You need one pair of matching primary wing feathers, that's the front longest feathers from a ducks wing, one feather from each wing. I suggest a mallard duck wings for starters as they are easy to work with compared to some other feathers. The reason for a matching pair is so that our flies wings will naturally curve away from each other, as the feathers do below to create a nice pair of wings

With a sharp pair of scissors cut a wing slip from each feather, from the same part of the feather so that they'll be the same length.
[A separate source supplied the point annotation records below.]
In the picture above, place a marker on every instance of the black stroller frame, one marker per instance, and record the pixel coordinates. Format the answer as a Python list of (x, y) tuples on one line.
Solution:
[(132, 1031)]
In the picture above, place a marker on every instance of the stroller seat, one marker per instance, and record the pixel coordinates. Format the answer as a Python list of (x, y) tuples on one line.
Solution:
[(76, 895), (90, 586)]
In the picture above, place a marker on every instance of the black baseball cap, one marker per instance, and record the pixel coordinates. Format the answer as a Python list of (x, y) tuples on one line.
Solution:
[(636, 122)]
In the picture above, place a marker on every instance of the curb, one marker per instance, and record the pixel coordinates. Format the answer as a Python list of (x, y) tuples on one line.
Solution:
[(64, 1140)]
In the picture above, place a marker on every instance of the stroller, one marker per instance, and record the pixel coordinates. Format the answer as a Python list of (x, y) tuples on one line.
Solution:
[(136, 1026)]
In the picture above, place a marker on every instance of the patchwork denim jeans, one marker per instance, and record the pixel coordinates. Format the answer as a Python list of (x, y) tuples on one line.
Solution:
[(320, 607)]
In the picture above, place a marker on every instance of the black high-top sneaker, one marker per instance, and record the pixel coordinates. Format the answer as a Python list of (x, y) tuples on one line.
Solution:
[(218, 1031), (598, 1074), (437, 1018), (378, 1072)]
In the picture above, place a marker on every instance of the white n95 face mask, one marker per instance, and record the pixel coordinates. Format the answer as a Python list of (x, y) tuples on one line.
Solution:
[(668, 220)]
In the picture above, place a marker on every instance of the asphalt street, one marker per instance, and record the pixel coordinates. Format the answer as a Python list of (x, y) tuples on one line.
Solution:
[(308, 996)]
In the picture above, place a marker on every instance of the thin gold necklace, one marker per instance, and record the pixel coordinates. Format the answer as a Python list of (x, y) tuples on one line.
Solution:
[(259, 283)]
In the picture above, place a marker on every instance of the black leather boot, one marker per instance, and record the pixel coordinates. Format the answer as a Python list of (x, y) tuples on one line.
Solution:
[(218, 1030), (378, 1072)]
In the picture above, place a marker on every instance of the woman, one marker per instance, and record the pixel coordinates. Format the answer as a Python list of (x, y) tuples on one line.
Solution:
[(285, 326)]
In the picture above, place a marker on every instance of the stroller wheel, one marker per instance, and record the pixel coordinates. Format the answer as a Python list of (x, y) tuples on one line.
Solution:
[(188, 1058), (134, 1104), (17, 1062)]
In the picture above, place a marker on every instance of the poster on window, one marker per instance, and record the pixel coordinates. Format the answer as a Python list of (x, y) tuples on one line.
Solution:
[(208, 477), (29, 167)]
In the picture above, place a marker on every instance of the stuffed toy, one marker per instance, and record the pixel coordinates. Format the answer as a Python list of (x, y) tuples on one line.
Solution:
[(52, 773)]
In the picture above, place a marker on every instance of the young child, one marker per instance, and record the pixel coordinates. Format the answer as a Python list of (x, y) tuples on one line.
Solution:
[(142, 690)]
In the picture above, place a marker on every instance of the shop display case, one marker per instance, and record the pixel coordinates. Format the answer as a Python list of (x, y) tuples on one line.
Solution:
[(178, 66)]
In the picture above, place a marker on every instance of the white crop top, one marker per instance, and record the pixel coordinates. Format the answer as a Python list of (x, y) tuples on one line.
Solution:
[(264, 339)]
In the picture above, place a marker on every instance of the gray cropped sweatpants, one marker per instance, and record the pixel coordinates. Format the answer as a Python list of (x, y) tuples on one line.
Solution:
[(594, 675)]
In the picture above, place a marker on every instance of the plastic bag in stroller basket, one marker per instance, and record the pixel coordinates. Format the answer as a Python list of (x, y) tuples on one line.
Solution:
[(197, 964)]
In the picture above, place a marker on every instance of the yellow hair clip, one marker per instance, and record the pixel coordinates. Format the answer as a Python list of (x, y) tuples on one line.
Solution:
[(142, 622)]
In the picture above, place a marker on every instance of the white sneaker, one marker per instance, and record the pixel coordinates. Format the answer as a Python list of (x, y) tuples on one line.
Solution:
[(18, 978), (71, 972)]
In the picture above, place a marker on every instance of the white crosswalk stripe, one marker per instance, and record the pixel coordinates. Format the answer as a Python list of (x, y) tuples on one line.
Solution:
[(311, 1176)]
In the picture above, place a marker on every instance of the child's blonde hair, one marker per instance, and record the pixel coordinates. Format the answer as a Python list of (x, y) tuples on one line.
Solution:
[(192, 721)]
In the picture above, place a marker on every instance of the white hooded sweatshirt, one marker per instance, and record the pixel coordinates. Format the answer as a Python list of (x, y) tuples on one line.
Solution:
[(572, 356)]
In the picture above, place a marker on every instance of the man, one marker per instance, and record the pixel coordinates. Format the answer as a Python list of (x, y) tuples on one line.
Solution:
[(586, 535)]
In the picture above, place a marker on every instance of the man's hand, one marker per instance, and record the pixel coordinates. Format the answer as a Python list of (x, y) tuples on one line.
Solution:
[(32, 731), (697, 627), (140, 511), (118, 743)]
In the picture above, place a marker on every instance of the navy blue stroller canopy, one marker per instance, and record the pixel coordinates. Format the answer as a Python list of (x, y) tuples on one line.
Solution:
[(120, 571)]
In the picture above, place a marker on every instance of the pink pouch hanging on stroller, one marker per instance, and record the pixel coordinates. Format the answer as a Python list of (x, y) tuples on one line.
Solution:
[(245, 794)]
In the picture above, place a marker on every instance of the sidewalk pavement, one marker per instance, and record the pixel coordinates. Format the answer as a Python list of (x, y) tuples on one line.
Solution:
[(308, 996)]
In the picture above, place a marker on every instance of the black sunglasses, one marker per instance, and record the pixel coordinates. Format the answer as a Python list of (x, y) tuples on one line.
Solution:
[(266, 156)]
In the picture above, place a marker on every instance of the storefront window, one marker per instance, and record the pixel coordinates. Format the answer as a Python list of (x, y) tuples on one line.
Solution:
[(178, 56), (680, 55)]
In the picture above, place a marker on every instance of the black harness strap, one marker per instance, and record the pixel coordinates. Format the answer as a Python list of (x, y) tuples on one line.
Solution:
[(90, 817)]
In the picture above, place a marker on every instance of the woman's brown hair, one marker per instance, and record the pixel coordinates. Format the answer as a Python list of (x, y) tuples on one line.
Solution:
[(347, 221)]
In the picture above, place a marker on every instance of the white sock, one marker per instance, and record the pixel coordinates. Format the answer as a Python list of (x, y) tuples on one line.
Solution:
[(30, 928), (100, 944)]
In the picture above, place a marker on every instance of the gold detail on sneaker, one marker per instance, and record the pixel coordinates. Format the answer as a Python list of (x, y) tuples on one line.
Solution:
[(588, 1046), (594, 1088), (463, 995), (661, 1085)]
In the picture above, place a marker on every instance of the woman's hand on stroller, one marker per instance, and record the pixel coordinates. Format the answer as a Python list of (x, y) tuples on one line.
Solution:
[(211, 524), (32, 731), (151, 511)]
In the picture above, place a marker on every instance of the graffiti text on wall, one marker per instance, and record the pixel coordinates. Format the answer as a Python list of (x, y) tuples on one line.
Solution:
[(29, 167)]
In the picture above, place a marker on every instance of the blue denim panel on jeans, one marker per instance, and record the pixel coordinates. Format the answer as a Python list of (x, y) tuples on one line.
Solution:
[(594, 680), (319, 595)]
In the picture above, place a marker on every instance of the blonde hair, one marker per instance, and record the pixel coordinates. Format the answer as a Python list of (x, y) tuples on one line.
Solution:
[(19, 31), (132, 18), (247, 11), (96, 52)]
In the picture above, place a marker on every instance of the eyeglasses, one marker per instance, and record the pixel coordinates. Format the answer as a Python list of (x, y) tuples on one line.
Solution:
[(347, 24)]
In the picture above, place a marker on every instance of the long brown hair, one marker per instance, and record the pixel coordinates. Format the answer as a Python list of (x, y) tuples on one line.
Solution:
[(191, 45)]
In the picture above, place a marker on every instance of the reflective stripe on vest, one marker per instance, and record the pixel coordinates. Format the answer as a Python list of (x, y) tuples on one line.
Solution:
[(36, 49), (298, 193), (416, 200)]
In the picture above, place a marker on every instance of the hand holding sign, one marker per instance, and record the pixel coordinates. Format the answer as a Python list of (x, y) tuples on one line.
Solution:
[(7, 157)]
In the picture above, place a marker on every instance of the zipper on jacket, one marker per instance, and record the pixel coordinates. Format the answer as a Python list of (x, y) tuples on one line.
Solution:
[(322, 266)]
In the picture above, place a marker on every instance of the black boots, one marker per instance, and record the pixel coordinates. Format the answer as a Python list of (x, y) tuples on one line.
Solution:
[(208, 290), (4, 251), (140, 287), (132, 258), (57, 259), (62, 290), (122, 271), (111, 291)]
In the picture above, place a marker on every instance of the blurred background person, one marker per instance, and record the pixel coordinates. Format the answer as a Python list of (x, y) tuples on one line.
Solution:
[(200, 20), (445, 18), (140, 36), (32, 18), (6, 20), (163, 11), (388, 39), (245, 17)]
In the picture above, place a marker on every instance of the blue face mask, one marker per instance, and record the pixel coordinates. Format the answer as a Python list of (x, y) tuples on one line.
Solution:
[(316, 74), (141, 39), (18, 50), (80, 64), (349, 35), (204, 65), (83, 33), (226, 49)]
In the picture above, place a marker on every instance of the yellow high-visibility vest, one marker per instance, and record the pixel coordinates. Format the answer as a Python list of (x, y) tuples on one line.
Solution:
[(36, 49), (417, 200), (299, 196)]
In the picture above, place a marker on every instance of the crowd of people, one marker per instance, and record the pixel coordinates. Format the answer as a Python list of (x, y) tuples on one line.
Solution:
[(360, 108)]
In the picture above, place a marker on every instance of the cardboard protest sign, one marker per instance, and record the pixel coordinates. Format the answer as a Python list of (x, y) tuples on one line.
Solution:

Bind a hook with the thread, leaving it hanging down at the point where you want to tie in the slips. Align the slips carefully on top of each other and then grip between your forefinger and thumb of your left hand. Note the position of the thread below, far enough back to allow for room to later tie off the hackle

Measure the approximate length of the wings against the hook, with the front of the slips/wings facing downwards as shown, while holding in place, swap the grip to your right hand, gripping between thumb and fore finger as shown in the next picture. This will hold the slips in place and stops them from moving as you tie them in.

This is the tricky bit. Lift the thread straight up between thumb and wing slip. (I couldn't photograph this, don't have enough hands!) We lift the thread up then take it straight back down the other side between wing slip and fore finger, but don't tighten yet, then back up between thumb and slip again. Now holding the wing slips firmly, pull up on the thread to tighten and pull the slips firmly against the hook in a smooth movement.

The end result should be something like the above, (in the above I have got the slips tied in a little to close to the center of the hook, need more practice.) You can tie the slips in a bit more, but don't come forward past the first wind of thread as that will affect how the slips look, then trim the ends off.

Next step is to grip the slips firmly and lift them up vertically. (actually it's best not to let go of them in the first place) Pull firmly upwards and wrap the thread several times around the base of the wing slips. This secures them in an upright position without damaging them. You can then release your grip, the slips may remain stuck together so gently separate them. You can then spread them further as desired using a figure of eight pattern between the two slips

And this is the result. A little glue around the base will give more strength. Note there is plenty of room in front of the slips for the hackle and to tie off. They do take practice, and they don't all turn out perfectly.